This, just past, July Fourth was chilly – only 65 degrees Fahrenheit at noon. I remember only one other July 4 with similar weather. It was in 1982 a few months after my parents died (both at 63) within five weeks of each other. I was invited to spend that holiday at a friend’s farm for a cookout. The weather had been lovely and sunny so far that summer, and I was looking forward to it.
But on that July 4, the weather was dry but it was around 60 degrees Fahrenheit. I went to the farm with much anticipation but we ended up sitting outside with down vests on to keep warm. After a while, we gave it up and went indoors. Though the food was grilled outside, we ate inside. To me it is strange that I have no other memories of that day.
This July 4 rolled in quite the same way. The early morning, at least before 6 a.m., was quite dark. Very little light shone through my window. It had rained, and the temperature had dropped.
I thought about wearing something with three-quarter length or long sleeves, but I had nothing in either sleeve length in patriotic colors.
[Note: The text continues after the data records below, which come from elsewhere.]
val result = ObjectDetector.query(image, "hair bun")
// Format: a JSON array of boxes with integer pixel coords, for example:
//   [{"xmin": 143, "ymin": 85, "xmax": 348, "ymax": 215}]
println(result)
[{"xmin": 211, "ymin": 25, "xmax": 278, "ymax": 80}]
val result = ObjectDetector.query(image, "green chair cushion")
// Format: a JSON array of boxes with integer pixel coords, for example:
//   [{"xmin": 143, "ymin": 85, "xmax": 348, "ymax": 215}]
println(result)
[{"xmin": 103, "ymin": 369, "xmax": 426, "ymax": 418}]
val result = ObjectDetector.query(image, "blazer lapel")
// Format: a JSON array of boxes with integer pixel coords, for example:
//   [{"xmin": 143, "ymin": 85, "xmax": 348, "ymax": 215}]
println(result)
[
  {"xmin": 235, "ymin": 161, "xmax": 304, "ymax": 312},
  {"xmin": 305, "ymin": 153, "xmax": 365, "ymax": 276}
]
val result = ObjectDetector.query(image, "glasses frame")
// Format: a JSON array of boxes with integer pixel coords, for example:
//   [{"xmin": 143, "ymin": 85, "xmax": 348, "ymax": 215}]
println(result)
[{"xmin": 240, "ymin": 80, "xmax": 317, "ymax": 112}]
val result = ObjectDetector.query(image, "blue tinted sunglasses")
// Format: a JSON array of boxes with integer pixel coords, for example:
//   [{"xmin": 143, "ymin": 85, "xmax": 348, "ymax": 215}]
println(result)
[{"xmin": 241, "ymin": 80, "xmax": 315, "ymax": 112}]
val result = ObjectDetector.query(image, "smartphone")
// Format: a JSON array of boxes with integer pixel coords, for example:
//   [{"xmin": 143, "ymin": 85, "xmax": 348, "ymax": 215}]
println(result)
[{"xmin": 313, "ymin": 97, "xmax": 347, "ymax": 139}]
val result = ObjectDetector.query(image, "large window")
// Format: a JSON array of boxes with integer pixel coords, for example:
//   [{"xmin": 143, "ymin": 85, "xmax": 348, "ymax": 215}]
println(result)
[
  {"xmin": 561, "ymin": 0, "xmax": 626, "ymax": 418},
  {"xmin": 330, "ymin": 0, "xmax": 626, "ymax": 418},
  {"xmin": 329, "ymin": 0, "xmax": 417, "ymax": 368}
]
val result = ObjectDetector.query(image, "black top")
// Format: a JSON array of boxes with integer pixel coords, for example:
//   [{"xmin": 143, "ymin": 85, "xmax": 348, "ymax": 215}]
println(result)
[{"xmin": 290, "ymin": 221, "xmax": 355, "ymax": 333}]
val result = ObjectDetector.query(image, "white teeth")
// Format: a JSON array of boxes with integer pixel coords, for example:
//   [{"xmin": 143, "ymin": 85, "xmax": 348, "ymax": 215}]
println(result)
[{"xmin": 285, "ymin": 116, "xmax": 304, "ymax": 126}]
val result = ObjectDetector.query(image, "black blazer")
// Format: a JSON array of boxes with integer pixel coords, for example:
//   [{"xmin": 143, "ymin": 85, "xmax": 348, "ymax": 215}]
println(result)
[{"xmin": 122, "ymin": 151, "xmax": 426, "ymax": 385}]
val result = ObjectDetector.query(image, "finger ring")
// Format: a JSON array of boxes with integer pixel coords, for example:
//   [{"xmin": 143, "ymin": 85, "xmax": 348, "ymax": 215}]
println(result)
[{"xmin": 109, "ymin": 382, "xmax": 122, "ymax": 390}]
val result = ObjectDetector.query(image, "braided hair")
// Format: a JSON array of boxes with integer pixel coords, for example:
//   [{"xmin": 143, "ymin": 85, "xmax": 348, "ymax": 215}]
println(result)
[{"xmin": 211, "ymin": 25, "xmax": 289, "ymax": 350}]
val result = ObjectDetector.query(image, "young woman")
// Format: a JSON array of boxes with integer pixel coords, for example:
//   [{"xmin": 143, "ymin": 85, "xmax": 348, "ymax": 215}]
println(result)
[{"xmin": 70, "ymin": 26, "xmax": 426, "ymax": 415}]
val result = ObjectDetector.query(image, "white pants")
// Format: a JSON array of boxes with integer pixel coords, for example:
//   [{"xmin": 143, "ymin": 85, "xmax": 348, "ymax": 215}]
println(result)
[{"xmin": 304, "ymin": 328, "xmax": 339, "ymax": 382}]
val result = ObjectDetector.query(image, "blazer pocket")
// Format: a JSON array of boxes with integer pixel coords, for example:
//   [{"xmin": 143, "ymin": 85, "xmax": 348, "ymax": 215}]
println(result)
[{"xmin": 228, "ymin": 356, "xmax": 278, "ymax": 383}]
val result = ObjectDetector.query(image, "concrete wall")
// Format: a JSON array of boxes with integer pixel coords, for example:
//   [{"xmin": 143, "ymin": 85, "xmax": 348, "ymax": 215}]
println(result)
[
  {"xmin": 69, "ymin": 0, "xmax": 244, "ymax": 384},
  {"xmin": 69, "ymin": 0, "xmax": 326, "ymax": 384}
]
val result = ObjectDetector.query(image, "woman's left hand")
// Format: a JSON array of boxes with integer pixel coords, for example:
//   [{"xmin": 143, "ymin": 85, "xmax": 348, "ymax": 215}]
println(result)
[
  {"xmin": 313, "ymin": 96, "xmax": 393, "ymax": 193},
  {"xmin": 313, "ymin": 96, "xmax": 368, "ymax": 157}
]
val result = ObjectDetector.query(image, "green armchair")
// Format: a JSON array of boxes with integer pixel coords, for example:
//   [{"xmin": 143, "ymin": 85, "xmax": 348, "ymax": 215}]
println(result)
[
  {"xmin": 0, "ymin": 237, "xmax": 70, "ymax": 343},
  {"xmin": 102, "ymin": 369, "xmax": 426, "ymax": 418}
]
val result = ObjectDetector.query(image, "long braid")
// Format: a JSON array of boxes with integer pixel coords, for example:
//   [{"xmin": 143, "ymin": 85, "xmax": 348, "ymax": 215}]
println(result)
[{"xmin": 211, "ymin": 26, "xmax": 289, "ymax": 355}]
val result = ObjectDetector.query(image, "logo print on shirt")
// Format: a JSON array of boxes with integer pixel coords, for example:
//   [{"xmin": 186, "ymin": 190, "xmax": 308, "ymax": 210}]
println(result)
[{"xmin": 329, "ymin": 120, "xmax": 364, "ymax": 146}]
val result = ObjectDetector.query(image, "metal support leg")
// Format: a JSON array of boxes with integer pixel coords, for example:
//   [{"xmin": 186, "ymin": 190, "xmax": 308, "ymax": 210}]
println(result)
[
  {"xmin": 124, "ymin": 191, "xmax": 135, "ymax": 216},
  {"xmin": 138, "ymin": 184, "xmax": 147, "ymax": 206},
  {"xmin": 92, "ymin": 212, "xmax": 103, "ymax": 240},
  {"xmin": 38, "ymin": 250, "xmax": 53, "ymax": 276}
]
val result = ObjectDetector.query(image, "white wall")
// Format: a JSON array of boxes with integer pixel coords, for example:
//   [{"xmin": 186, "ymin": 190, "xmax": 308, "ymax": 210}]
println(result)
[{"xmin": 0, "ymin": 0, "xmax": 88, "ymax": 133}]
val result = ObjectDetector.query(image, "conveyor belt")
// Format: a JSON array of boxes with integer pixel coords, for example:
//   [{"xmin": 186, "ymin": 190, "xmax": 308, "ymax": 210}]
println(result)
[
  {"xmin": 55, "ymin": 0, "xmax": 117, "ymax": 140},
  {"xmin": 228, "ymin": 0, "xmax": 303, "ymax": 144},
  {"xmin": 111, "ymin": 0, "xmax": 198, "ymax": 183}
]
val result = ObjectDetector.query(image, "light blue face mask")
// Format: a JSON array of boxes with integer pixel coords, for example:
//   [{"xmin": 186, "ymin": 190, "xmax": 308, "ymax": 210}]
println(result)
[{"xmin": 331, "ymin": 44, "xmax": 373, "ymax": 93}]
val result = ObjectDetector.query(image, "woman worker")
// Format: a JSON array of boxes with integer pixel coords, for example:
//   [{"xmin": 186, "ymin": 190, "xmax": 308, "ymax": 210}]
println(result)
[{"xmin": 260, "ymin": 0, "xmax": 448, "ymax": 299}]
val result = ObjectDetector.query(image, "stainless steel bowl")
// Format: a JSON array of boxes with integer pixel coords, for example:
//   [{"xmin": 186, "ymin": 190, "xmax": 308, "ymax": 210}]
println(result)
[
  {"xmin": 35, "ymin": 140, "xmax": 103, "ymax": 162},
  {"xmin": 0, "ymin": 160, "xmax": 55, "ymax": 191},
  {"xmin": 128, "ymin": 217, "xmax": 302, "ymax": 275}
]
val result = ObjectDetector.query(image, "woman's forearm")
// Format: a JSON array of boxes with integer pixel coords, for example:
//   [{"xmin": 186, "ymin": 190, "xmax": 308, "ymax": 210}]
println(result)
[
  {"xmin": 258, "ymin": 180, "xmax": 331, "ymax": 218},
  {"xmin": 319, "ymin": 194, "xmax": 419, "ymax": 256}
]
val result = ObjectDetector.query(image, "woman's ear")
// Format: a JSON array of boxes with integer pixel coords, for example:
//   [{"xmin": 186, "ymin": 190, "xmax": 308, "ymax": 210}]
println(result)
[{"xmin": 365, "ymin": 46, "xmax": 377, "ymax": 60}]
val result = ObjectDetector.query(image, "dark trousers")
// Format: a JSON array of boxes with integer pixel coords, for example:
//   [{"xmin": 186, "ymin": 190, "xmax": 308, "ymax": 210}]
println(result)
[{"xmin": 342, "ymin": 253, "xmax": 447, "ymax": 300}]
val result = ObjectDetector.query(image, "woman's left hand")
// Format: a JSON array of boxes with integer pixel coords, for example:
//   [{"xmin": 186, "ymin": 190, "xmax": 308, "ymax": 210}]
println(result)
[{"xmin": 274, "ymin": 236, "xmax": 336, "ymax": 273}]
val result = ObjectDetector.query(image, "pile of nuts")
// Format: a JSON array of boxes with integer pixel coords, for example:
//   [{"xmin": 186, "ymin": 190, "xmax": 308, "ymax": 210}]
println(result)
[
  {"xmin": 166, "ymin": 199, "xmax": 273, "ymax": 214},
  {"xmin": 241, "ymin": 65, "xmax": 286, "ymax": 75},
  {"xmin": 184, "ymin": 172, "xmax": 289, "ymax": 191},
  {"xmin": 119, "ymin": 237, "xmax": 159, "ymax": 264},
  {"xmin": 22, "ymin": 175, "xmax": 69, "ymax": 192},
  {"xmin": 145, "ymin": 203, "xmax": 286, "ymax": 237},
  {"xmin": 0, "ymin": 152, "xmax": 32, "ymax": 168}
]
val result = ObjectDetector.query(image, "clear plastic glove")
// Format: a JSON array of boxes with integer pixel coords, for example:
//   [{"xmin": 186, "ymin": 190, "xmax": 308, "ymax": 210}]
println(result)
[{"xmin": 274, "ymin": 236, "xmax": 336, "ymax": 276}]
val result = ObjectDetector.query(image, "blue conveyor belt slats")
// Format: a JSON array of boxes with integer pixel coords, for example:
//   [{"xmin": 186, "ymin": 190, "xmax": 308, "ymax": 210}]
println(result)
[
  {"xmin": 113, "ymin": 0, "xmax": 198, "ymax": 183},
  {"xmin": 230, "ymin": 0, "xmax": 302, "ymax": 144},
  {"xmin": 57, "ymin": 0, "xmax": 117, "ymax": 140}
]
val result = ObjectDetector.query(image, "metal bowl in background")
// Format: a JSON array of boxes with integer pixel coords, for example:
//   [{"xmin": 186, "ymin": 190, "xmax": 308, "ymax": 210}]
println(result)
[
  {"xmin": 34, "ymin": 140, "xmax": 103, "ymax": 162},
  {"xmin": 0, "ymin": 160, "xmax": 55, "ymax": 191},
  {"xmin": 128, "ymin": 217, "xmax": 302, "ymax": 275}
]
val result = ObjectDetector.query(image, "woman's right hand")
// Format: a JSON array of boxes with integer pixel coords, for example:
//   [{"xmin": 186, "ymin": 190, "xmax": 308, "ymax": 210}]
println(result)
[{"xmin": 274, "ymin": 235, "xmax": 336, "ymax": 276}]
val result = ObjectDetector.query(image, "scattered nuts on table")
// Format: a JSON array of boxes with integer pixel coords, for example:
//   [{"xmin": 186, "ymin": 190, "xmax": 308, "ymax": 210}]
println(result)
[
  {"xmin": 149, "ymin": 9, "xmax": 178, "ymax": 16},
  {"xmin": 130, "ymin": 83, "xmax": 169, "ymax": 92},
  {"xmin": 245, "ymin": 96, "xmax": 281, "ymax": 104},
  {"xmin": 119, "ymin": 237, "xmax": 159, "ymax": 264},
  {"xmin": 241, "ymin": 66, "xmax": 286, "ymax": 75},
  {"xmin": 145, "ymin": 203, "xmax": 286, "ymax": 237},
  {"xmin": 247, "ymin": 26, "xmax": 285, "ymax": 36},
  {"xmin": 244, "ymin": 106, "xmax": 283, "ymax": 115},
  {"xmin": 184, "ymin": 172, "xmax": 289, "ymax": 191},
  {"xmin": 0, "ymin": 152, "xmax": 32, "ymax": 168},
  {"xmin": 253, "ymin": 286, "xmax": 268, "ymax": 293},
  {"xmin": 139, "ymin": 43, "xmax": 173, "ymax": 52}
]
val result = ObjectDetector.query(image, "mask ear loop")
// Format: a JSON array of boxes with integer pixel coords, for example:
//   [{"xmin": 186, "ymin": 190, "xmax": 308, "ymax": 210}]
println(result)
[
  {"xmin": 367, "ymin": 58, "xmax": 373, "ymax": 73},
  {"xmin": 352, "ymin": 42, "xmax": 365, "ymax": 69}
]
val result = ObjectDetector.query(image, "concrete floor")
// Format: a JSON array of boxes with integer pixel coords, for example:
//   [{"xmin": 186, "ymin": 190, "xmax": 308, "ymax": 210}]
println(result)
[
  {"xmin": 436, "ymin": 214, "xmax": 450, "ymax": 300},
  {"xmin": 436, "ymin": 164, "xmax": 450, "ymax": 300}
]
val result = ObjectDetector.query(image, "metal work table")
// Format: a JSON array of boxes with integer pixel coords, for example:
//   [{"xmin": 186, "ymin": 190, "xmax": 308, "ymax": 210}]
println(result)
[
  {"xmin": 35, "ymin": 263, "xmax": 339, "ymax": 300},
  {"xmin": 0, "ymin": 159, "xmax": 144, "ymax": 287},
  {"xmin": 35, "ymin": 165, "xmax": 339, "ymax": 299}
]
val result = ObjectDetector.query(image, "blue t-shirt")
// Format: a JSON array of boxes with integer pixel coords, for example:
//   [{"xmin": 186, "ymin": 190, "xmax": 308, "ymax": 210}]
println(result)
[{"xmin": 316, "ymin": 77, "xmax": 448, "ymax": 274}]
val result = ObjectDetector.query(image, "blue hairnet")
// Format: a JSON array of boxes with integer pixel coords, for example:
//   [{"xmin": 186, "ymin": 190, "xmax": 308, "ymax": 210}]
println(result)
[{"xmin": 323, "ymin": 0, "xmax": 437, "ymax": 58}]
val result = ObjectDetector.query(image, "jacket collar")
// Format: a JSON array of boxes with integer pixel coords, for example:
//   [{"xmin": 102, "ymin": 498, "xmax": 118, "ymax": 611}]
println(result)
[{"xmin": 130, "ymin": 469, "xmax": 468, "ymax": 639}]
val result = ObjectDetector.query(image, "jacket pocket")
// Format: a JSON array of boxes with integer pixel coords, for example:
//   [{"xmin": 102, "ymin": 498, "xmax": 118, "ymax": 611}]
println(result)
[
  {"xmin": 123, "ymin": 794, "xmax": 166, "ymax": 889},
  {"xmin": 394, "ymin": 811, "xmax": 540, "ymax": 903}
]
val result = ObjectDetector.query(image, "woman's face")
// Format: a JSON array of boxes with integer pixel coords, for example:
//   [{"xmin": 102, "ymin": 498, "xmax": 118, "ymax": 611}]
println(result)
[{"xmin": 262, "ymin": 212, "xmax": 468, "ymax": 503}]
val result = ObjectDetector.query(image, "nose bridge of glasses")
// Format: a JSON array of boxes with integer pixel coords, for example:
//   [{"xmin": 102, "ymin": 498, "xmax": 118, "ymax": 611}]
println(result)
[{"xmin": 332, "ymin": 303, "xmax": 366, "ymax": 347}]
I always think holidays are special if I dress for them. Doing that makes me feel better and might raise the spirits of others. So I put on two T-shirts to stay warm and wore red, white, and blue.
Because of the dark morning many of the residents were sound asleep and had to be roused several times for breakfast. The dining room seemed dreary and was quiet. Residents ate quickly and many of them headed back to bed.
As I looked at residents and staff, I realized many of them probably wished they were anywhere else. I only saw one resident go out for the day. I know others probably remembered past Independence Days spent with family and friends.
At lunchtime, the residents again had to be coaxed to go to the dining room. When I got there, it was still relatively empty. The nurses cajoled and prodded as did the aides to get the residents to eat and socialize a bit.
In the end more, residents than I thought showed up. They ate cookout-style food with relish, and I am sure with some gratitude. As I left the dining room, I realized that I made it through another July 4 without family and friends with me. When my family was around, I tended to take them for granted. Our Fourth of July was spent watching Wimbledon until dad came home from golfing so we could have a small cookout. The plans were not grand, but they were usual.
My memories of past July 4 are precious to me. I realize though I like being by myself, I am glad I live with others with whom I can spend meals and other activities. I feel like I am part of an extended family. I also like being with staff who share themselves on the holiday.